Starker v. United States
602 F.2d 1341 (1979)

  • Starker sold some land to a company called Crown. In exchange, Crown agreed to give similar property to Starker within five years.
    • Crown assessed Starker's property to be worth about $1.50M, and agreed to buy Starker $1.50M worth or property (plus 6% interest).
  • Over the next two years, Crown transferred 12 smaller pieces of property to Starker worth about $1.58M (which included the 6% interest).
  • When Starker filed his taxes, he did not report any capital gains from the sale of his property to Crown. The IRS disagreed.
    • Starker argued that he had made a like-kind exchange of property, and therefore any gain he made was not recognized by 26 U.S.C. 1031.

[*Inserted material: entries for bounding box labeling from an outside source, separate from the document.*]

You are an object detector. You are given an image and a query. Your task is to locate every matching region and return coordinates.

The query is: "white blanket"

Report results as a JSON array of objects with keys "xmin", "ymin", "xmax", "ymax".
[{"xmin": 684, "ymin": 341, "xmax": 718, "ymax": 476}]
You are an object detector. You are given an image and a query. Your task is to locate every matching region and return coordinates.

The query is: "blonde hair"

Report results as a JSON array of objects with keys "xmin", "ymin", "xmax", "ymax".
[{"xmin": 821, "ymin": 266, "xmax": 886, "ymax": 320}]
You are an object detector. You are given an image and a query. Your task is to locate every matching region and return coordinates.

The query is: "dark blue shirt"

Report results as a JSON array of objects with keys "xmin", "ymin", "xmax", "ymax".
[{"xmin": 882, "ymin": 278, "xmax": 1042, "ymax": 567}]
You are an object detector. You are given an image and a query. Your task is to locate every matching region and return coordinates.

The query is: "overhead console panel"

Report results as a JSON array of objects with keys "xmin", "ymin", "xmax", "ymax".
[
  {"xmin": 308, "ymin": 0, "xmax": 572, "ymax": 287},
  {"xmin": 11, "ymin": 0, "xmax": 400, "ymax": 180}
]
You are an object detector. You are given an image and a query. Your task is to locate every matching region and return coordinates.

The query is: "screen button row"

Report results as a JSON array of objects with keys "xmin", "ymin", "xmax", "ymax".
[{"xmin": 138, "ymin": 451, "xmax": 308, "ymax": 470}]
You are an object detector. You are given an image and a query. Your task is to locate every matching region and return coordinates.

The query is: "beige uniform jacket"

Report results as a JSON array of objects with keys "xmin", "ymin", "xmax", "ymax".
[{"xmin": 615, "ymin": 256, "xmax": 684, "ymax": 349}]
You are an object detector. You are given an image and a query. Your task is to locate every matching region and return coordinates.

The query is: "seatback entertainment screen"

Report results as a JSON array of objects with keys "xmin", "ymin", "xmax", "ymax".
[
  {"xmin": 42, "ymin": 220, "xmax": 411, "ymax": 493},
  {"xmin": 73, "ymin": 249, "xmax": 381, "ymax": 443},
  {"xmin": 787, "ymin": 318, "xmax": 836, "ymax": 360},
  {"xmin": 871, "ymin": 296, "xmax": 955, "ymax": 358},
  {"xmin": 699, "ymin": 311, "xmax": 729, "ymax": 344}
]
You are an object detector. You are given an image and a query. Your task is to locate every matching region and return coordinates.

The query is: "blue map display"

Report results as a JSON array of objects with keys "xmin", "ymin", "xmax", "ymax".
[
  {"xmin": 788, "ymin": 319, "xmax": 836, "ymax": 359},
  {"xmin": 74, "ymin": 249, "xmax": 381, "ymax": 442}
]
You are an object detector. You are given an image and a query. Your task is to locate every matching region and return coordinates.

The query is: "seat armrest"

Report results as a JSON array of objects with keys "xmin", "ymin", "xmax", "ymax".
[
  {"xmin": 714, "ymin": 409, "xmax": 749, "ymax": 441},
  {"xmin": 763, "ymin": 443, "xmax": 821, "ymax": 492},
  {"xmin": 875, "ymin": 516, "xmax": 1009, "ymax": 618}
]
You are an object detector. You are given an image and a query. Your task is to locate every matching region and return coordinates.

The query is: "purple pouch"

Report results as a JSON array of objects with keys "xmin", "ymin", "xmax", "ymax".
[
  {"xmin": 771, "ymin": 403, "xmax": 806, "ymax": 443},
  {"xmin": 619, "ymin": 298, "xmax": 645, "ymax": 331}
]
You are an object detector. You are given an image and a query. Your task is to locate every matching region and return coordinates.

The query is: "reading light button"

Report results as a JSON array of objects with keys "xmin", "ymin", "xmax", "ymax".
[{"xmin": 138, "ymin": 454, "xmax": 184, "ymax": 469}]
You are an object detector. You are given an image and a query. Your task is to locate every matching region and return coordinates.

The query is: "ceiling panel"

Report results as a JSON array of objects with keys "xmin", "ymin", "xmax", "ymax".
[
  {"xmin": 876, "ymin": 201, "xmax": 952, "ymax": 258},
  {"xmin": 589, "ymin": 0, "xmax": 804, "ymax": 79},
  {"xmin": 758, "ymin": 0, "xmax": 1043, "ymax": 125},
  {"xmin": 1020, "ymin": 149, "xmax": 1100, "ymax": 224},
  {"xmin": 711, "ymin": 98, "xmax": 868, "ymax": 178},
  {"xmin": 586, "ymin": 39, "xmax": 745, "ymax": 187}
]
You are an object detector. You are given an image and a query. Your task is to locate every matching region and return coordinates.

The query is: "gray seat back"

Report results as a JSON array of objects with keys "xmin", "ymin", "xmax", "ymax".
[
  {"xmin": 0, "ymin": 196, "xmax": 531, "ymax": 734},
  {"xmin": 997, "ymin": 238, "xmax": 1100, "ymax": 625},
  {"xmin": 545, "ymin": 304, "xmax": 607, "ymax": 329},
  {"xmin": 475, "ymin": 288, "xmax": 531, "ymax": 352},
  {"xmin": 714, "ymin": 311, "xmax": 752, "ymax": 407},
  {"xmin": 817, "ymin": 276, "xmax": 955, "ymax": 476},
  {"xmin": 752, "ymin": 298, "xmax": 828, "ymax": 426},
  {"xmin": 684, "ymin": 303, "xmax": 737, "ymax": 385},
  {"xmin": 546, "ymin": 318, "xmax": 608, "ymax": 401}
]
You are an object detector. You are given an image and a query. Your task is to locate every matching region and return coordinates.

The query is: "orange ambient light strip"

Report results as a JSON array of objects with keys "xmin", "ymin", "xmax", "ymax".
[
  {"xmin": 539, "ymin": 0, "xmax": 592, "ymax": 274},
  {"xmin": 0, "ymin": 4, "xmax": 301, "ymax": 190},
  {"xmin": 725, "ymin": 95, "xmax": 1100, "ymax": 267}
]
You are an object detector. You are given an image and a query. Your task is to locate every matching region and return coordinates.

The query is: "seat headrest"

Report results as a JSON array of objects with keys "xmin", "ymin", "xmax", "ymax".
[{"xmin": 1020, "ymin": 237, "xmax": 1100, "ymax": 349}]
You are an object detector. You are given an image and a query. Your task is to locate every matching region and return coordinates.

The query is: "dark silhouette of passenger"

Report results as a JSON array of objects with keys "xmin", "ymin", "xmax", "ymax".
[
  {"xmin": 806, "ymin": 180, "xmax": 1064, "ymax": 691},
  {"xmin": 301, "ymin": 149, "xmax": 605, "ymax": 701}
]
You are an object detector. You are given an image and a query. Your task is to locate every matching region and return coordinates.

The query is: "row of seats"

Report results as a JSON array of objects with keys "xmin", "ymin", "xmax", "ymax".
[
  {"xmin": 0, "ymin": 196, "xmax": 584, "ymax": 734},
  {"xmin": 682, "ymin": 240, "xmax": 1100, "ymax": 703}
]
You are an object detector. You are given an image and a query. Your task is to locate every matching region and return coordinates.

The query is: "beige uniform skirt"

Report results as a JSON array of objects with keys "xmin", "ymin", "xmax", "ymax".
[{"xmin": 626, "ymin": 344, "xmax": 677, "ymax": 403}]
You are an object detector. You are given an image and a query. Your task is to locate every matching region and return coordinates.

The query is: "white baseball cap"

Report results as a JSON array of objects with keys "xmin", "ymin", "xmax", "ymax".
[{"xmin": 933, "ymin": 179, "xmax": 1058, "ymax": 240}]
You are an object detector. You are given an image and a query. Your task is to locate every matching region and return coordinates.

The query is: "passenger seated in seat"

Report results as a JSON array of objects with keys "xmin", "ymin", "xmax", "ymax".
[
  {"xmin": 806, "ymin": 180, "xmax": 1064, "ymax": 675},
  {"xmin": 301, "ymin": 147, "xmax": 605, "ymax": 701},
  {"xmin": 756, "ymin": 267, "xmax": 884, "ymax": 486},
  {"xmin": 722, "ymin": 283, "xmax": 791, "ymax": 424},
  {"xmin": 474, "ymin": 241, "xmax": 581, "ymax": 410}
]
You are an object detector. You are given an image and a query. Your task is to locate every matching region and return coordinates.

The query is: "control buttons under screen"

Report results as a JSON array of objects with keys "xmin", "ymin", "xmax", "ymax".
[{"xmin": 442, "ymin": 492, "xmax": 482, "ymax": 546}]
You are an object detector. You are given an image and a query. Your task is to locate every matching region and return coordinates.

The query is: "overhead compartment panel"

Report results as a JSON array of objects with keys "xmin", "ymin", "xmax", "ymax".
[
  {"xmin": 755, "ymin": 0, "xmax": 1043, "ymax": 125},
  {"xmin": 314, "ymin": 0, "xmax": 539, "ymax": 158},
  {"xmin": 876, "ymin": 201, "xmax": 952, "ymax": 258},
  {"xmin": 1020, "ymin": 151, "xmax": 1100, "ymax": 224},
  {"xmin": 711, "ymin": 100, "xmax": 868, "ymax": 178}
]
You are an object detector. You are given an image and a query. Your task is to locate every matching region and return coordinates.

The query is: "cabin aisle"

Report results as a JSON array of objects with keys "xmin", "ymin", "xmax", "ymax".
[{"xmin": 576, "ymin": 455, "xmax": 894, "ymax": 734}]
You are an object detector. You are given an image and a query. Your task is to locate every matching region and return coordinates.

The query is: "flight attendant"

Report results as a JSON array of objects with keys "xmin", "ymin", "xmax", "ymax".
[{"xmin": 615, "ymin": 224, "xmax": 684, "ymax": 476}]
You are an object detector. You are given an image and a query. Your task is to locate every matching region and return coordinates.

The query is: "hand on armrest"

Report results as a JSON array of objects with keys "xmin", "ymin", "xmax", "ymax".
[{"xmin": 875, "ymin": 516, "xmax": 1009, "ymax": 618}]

      • 1031 says that when two persons exchange properties, any capital gains or losses from the exchange will not be recognized.
    • The IRS argued that 1031 only applies when there is a direct exchange of property. In this case, Starker didn't get property (at least not right away), what he got was contract with Crown to acquire property later.
      • Therefore the $1.5M Starker got from Crown should be taxed as a capital gain, and the 6% interest was taxable as ordinary income.
  • The Trial Court found for the IRS. Starker appealed.
  • The Appellate Court reversed in part.
    • The Appellate Court found that 1031 was applicable and that simultaneous transfers were not required.
    • The Court found that contractual rights to assume the right of ownership should not be treated any differently that the ownership rights themselves.
  • After this case, Congress limited the use of non-simultaneous exchanges like this one.
    • Now, under $1031(a)(3), the receiver only has 180 days to take possession of the new property, and only 45 days to identify the new property.
    • Now, a non-simultaneous exchange is sometimes known as a Starker exchange.